Glass can be used to create many specialty items to increase sales.

Glass has been fascinating mankind for more than 5,000 years. It can reflect light or transmit it. It can be an invisible shield or a colorful adornment. It can be as strong as steel or as brittle as a potato chip. What other such useful material can also be such an iconic art device? So why isn’t everyone creating graphics with it?

Well, glass is also known to be difficult to work with. Its super-hard, non-porous surface repels paints of all descriptions. And then there’s the breakage, and the weight. But it can be worth it all in the end. Remember, if it was easy anybody could do it—and would.

There are, however, many ways to get an image onto glass—all with different advantages and disadvantages—many of which can be used in combination with each other for myriad choices.

Engraving

This mechanical process uses either lasers or high-speed rotary tools that are either hand operated or computer driven. The result is a lightly recessed surface on the glass that is more opaque in appearance than the un-engraved portions. The bits for the rotary tools are usually diamond chip coated in order to attack the super hard glass surface. With the manual process the results are only as good as the practitioner behind the tool. Some people can create amazing works of art, while others look somewhat amateur.

Computers, on the other hand, produce reliable, if somewhat boring, results.

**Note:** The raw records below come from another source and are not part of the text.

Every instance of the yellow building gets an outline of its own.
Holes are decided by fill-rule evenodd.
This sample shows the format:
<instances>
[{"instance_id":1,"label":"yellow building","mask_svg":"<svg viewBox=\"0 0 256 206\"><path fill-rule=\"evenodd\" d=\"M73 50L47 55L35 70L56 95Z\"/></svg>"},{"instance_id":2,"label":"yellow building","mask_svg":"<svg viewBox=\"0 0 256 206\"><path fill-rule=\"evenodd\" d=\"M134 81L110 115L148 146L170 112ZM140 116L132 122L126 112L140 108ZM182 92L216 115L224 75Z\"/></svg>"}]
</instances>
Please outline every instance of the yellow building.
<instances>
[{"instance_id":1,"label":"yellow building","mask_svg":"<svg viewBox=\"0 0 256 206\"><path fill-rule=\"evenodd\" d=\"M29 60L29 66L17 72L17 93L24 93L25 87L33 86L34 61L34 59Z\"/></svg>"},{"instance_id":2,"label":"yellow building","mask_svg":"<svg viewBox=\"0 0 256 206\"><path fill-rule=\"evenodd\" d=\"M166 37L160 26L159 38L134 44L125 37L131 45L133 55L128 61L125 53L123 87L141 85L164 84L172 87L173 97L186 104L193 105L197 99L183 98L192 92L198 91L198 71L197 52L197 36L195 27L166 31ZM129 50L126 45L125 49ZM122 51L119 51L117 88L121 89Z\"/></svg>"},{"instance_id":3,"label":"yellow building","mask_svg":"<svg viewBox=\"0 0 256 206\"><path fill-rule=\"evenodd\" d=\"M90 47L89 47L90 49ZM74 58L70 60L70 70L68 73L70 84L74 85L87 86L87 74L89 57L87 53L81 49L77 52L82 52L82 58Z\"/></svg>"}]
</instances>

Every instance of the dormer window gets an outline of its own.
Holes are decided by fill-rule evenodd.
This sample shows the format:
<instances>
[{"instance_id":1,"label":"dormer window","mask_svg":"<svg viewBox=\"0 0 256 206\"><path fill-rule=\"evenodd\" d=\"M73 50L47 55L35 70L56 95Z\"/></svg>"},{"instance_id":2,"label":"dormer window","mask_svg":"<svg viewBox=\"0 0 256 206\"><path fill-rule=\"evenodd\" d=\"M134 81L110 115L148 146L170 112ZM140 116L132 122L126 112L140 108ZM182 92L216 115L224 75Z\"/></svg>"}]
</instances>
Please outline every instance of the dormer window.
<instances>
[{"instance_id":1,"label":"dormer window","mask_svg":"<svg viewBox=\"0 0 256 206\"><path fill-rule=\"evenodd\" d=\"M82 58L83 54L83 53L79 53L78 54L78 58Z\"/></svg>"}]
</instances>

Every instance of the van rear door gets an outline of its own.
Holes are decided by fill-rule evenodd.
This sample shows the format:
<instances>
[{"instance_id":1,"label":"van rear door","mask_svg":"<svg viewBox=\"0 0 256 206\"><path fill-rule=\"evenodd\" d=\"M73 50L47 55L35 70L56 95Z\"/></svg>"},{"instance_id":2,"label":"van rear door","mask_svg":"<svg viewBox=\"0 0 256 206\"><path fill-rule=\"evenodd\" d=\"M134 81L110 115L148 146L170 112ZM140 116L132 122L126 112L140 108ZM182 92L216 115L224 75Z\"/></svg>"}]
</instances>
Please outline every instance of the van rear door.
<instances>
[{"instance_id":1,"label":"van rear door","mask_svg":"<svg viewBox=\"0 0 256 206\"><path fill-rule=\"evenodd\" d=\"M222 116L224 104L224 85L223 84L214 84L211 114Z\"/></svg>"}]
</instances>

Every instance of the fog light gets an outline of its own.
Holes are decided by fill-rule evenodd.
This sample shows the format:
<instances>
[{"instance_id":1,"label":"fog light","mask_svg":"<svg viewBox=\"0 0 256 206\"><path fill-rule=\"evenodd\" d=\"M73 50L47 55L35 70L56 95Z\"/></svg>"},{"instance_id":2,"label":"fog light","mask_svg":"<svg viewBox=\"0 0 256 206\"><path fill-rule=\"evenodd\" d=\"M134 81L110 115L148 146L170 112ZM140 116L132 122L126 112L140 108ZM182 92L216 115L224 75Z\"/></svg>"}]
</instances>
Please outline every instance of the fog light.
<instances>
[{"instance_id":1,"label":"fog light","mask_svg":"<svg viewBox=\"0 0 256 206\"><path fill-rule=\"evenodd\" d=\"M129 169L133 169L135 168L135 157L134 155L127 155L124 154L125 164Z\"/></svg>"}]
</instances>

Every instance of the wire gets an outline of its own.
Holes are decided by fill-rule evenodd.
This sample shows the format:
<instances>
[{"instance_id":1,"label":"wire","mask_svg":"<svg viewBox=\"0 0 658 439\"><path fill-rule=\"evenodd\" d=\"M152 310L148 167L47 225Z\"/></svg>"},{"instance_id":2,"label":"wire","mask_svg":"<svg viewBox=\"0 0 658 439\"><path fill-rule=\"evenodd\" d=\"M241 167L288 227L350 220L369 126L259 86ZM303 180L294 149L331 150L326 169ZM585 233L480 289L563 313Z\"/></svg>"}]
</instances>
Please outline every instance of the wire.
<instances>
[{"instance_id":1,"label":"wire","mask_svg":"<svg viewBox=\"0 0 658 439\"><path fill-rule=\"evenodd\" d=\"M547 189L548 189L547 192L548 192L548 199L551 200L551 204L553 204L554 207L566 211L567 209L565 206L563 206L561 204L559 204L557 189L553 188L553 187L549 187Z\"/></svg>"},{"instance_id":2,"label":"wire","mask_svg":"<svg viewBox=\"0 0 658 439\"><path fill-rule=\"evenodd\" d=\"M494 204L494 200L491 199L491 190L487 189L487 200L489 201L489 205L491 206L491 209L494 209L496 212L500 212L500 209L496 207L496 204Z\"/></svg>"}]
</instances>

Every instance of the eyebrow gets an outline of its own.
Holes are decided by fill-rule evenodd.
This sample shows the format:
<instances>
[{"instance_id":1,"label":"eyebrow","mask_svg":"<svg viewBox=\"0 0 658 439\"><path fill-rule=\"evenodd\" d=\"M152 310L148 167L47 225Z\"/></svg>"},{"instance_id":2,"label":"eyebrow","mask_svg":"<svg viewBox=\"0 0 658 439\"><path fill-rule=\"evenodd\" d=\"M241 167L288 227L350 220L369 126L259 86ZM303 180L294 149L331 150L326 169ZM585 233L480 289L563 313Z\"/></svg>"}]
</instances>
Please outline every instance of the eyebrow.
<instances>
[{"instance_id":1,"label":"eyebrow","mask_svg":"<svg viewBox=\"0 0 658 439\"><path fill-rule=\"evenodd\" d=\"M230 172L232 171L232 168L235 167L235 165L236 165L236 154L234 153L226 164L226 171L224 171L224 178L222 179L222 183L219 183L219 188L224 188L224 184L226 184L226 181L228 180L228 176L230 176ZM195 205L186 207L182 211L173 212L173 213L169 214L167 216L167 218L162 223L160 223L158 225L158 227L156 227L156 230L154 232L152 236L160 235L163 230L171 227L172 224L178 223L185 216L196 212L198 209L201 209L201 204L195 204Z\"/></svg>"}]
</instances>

Either of these processes are only useful on small jobs like recognition plaques or giveaways and are seldom suitable for large projects.

Sandblasting

In a commercial sign shop application, sandblasting is a more useful method of engraving. Sandblasting can dig much deeper into the glass and covers large surface areas evenly and easily. The patterns to be engraved are cut out of a sheet of adhesive-backed resist (using either computer or hand cutting) and the resist applied to the glass. The open areas are then blasted with fine particles of sand, silicon carbide or aluminum oxide. All of these are noxious powders so the process always takes place in sealed rooms or containment boxes using protective equipment and breathing gear.

Filling

Sandblasting can create a substantial recess in the surface, which can be easily filled with color. There are many types of inks that will work on glass for short periods of time, but only resin-based inks that require baking will be relatively permanent. The colors, however, are gorgeous, rich translucent tones that make the graphics glow like the sun.

Etching

This sign was sandblasted and filled with translucent color. The close-up view (top)reveals the texture that was worked into the glass.

Etching is a treatment for glass that just roughens up the surface, turning it from transparent to translucent in the areas that are etched. The process can be done with caustic creams or acids. The caustic approach uses resist masks much like sandblasting.

Caustic creams containing fluorides are rubbed into the open areas of the resist and then washed off, leaving a lightly etched surface behind. For etching with liquid hydrofluoric acid, the non-etched areas are coated with a resist that repels the acid. This is usually done using a screen-printing technique. The acid is washed over the glass and then washed off. Please note—this is as very dangerous process and must be done with proper safety equipment!

Baking

Images can also be baked onto the glass. Special printing paper for fused glass is available from glass wholesale suppliers. The print is applied like a water appliqué decal and sandwiched between two layers of glass, then fired in a kiln at 1,350 degrees. This provides an extremely durable outdoor-grade product with amazing translucence and high-resolution imaging.

Direct Digital Imaging

UV-curable direct digital inkjet inks can be used to print onto glass, but only after the surface of the glass has been treated or pre-coated. The easiest way is to spray the glass with a special coating that allows the ink to stick to the glass.

A more durable method is to use a plasma treatment method. Plasma is an alternate state of matter that is neither gas, liquid nor solid. When plasma contacts the glass surface its energy is transferred to the surface. This creates a higher level of molecular surface motion, allowing superior ink adhesion. Printing has to happen relatively quickly after plasma treatment.

Screen Printing

Ceramic enamels are printed onto the glass using electrically heated screens. The inks become liquid when heated. When the liquid inks contact the cold glass surface, the mixture instantly solidifies. This is then fired in a kiln to fuse the enamel to the glass. The glass is then slowly cooled for several hours to bring it to room temperature. This is a very expensive, but very durable process.

Decaling

But of course we can’t forget the old standby—decals. Any shop can print decals onto a clear adhesive film and apply them to glass. Installation onto the glass is a bit tricky and requires some practice, but the final result is a beautiful, durable and inexpensive way to decorate glass, no new equipment required!

In addition, several vinyl manufacturers offer products that give the appearance of etched or frosted glass. This is an inexpensive solution to glass etching, and the effect can be very convincing.